Japan leader rebukes Trump's putative new-car import tariffs

May 31, 2018

Japanese Prime Minister Shinzo Abe on Wednesday spoke out against rumors that the Trump administration will consider tariffs as high as 25 percent on new cars shipped to the U.S. from abroad.

"It's hard for Japan to understand and we cannot accept it," Abe reportedly told the Japanese parliament, adding that tariffs such as those floated by U.S. Commerce Secretary Wilbur Ross would fall outside parameters set by the World Trade Organization.

The prime minister and President Donald Trump are set to meet in Washington on June 7 to discuss North Korea.
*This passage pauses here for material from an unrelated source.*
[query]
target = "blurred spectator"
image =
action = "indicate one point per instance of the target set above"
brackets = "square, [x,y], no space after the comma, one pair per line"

It's not clear if their discussion will also cover international trade between the two countries.

After Mexico, Japan is the second-largest exporter of new cars to the U.S. and it builds some of the most popular new cars sold here such as certain versions of the Toyota RAV4. Last year, the RAV4 was Toyota's most popular model in the U.S. and it outsold all passenger cars other than full-size pickups.

The Commerce Department launched a Section 232 investigation—a provision of a 1962 trade law that grants the president the ability to control products built abroad that could "impair the national security."

A similar investigation earlier this year resulted in tariffs as high as 25 percent on certain raw materials imported to the U.S., although negotiations continue with some U.S. allies.